Di usia 775 tahun, Kota Ternate seharusnya telah matang dalam memaknai pembangunan. Kota setua ini tidak cukup dirayakan dengan proyek fisik dan seremoni tahunan, tetapi dengan kebijakan ruang yang cerdas, berakar pada sejarah, dan berpihak pada warganya. Sayangnya, pembangunan Ternate belakangan justru terasa seperti parade ikon: ramai, mencolok, namun sering kehilangan makna. Di sinilah ironi itu muncul—antara membangun ikon atau justru menghadirkan lelucon arsitektural.
Sebagai warga dan sarjana arsitektur yang baru kembali ke Ternate, saya terkejut melihat di depan mata. Kota ini adalah kota memori—dibentuk oleh sejarah Kesultanan, budaya maritim, dan lanskap kepulauan yang unik. Setiap intervensi ruang semestinya berdialog dengan konteks tersebut. Kelihatannya proyek publik hadir tanpa narasi yang jelas, seolah terlepas dari cerita kota yang telah hidup berabad-abad.
Ikon yang Kehilangan Makna
Berbagai proyek seperti landmark, dan landmark lainnya—mulai dari struktur yang dikenal publik sebagai tulang ikan, penataan Pantai Falajawa dan Pantai Toboko, hingga kawasan Taman Nukila dan Dermaga Kesultanan—menunjukkan kecenderungan serupa: mengejar bentuk ikonik, tetapi abai pada makna.
Ikon kota bukan sekadar bentuk unik atau monumental. Ia adalah simpul memori dan identitas. Ketika sebuah landmark tidak dipahami warganya, tidak menyatu dengan sejarah tempat, dan tidak mendukung aktivitas sosial, maka ia berubah menjadi artefak asing. Ia berdiri, tetapi tidak hidup.
Struktur “tulang ikan”, misalnya, lebih sering menjadi bahan candaan publik ketimbang simbol kebudayaan maritim. Bentuk boleh abstrak, tetapi makna tidak boleh kabur. Arsitektur publik yang pasti tidak dipahami warganya sendiri adalah sinyal kegagalan perencanaan.
Ruang Publik yang Tidak Ramah Kehidupan
Pantai Falajawa dan Pantai Toboko memperlihatkan persoalan lain: ruang publik yang lebih diperlakukan sebagai etalase visual daripada ruang sosial.

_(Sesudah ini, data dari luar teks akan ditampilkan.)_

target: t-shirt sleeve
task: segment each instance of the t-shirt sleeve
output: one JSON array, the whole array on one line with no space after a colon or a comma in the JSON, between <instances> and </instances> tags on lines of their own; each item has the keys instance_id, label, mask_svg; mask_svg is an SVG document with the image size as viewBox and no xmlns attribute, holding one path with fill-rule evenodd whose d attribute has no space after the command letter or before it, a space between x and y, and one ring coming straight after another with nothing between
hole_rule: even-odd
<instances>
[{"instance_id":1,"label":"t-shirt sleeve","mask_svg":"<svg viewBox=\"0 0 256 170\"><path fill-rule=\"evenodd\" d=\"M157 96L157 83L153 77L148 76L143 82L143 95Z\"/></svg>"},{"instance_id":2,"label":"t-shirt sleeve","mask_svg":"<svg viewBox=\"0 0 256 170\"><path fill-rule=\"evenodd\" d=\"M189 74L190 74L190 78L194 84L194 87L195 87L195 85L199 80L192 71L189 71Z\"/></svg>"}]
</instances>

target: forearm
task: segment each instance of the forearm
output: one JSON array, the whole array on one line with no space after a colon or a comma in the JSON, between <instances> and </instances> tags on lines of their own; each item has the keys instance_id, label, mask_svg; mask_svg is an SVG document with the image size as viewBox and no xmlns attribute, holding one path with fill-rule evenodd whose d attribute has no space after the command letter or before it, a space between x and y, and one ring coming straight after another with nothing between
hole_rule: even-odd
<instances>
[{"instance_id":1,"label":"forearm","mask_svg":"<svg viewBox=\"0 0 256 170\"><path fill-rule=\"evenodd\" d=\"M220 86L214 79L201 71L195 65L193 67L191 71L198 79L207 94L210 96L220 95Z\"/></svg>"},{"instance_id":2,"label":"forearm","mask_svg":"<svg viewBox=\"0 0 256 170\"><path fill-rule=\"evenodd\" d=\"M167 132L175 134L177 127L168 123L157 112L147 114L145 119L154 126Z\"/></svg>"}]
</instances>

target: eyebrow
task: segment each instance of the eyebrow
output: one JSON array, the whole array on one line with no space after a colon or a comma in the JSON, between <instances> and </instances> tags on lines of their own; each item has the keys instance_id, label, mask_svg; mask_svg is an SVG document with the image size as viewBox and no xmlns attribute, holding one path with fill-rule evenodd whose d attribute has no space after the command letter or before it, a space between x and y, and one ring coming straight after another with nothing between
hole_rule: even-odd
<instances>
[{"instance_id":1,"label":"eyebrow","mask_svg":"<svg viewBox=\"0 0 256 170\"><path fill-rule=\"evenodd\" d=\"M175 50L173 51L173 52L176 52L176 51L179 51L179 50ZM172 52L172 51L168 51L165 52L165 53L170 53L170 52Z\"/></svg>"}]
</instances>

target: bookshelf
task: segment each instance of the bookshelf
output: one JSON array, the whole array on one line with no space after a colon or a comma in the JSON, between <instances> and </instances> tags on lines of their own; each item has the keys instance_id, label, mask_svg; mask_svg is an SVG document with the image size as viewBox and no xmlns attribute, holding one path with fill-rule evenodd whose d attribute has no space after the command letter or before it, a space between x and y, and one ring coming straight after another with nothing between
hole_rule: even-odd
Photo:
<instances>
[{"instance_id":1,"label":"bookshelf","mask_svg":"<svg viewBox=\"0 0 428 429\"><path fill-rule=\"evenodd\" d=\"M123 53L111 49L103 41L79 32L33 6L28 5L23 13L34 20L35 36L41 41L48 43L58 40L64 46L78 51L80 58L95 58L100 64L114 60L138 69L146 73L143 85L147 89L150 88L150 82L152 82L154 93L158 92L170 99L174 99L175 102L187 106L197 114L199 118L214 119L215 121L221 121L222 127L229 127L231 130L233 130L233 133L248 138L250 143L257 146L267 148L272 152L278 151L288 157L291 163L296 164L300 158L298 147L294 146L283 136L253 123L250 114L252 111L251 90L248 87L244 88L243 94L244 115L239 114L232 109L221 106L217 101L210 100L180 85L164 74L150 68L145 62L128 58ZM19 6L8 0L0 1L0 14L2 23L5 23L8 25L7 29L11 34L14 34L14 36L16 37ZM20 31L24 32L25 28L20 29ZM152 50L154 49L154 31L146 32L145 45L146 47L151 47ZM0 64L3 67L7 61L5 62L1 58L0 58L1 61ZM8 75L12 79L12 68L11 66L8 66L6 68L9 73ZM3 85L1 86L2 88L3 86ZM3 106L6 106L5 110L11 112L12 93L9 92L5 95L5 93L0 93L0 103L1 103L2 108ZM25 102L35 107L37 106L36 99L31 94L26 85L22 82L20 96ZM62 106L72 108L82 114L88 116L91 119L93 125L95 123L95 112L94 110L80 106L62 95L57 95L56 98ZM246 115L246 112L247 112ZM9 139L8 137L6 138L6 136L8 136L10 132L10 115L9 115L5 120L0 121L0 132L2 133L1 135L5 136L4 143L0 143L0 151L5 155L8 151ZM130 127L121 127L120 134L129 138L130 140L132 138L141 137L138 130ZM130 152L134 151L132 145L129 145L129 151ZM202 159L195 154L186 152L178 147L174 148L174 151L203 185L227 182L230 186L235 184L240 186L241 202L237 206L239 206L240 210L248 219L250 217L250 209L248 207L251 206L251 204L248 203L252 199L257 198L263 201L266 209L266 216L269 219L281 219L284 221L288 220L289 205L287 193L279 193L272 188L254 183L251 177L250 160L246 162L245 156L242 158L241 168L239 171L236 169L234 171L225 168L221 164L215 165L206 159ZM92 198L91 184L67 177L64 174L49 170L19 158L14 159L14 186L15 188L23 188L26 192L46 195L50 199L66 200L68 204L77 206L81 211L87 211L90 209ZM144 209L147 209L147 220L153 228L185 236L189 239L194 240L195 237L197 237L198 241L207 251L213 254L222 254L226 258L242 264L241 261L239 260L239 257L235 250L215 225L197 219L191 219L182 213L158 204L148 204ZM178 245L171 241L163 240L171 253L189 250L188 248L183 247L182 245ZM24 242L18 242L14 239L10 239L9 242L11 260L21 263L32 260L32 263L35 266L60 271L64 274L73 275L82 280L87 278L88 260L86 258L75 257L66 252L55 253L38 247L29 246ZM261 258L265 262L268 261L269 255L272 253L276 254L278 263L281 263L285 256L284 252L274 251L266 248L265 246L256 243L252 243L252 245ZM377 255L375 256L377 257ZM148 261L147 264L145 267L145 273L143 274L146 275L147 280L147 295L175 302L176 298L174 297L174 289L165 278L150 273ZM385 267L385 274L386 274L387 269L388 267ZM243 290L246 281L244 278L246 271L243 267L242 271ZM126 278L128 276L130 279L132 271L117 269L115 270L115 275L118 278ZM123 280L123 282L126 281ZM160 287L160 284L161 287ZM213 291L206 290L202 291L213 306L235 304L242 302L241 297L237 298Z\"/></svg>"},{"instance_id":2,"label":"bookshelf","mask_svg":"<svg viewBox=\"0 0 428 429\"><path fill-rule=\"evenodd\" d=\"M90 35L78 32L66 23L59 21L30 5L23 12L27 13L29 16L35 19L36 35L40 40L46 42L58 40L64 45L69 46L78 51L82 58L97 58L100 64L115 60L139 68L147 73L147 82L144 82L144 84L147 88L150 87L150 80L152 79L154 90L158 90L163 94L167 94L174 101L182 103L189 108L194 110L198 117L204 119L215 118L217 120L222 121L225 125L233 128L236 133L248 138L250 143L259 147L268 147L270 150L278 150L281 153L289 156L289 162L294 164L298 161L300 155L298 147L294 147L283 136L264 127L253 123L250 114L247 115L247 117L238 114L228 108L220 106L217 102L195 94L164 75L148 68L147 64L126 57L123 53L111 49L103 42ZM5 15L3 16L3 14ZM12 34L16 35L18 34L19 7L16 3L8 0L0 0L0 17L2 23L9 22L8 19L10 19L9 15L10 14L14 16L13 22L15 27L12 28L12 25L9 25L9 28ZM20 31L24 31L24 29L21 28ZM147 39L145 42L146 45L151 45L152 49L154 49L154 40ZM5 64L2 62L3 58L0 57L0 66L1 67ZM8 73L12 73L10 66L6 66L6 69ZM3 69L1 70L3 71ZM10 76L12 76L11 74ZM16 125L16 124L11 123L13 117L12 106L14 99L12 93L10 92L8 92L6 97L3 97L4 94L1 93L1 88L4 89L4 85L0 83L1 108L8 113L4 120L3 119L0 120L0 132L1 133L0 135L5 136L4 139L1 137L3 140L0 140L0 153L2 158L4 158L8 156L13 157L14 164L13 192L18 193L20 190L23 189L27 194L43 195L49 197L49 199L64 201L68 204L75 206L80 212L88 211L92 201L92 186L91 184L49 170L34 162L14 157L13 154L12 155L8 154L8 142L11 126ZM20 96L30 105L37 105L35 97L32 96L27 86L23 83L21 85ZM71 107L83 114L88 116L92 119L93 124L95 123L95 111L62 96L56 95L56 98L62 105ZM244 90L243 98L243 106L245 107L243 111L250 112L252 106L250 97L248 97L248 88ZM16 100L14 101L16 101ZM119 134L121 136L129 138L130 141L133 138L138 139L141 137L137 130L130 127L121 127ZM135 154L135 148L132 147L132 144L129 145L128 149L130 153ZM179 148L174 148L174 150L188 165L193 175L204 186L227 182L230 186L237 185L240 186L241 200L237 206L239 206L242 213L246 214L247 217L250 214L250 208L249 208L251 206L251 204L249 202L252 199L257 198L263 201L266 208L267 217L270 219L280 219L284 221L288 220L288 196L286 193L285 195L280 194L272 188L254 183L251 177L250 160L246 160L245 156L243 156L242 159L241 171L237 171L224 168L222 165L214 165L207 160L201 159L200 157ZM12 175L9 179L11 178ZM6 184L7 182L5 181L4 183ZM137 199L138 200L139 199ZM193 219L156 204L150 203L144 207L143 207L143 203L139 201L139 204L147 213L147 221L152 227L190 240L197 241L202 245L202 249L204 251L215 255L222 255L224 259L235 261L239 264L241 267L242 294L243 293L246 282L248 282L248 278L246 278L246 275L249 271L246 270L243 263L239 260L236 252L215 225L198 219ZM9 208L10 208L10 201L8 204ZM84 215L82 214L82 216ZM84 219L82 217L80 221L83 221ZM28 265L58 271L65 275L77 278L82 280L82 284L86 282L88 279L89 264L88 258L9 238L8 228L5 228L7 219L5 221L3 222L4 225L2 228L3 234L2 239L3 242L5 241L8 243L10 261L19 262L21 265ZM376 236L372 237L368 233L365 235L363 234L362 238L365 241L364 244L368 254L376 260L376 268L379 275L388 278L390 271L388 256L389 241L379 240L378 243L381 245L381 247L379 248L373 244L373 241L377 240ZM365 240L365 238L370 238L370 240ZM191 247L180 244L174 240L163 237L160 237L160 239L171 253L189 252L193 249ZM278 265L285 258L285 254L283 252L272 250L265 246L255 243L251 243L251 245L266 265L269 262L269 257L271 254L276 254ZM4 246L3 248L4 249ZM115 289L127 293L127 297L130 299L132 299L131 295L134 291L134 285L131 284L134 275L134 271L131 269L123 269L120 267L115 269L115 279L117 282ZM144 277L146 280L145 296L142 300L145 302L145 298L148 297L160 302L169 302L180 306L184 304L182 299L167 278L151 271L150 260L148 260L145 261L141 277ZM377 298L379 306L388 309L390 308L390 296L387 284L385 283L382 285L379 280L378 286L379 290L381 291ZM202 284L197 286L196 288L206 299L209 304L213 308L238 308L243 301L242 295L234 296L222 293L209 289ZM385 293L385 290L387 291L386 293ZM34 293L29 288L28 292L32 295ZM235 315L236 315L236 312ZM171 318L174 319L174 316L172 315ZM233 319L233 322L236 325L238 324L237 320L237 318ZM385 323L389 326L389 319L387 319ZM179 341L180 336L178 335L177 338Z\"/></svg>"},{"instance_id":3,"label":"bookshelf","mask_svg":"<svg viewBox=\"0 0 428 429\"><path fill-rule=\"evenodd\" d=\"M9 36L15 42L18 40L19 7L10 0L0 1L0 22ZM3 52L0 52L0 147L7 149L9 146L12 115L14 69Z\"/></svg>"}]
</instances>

Penataan fisik memang tampak rapi dan fotogenik, tetapi belum tentu ramah terhadap aktivitas sehari-hari—nelayan, pedagang kecil, anak-anak, dan warga yang sekadar ingin duduk tanpa tekanan estetika.
Ruang publik yang baik bukan hanya indah dipandang, tetapi fleksibel, inklusif, dan hidup. Ketika desain terlalu kaku dan steril, ruang kehilangan spontanitas sosialnya. Ia ramai di media sosial, tetapi sepi dalam keseharian.
Sejarah yang Dijadikan Latar
Kawasan Taman Nukila dan Dermaga Kesultanan seharusnya diperlakukan dengan kepekaan tinggi. Ini bukan sekadar ruang kota, tetapi lanskap sejarah dan simbol identitas Ternate. Pendekatan pembangunan yang terlalu generik berisiko mereduksi sejarah menjadi sekadar latar visual.
Banyak kota tua di dunia bertahan karena kehati-hatiannya dalam membangun—mengutamakan kesinambungan, bukan penggantian. Di Ternate, kesan yang muncul justru sebaliknya: sejarah sering ditimpa desain baru tanpa pemahaman mendalam terhadap konteks yang dilapisinya.
Seremoni 775 Tahun: Substansi atau Sekadar Panggung?
Perayaan ulang tahun ke-775 Kota Ternate yang dilaksanakan di Kedaton Kesultanan Ternate sejatinya memiliki makna simbolik yang sangat kuat. Kedaton adalah jantung sejarah dan peradaban Ternate.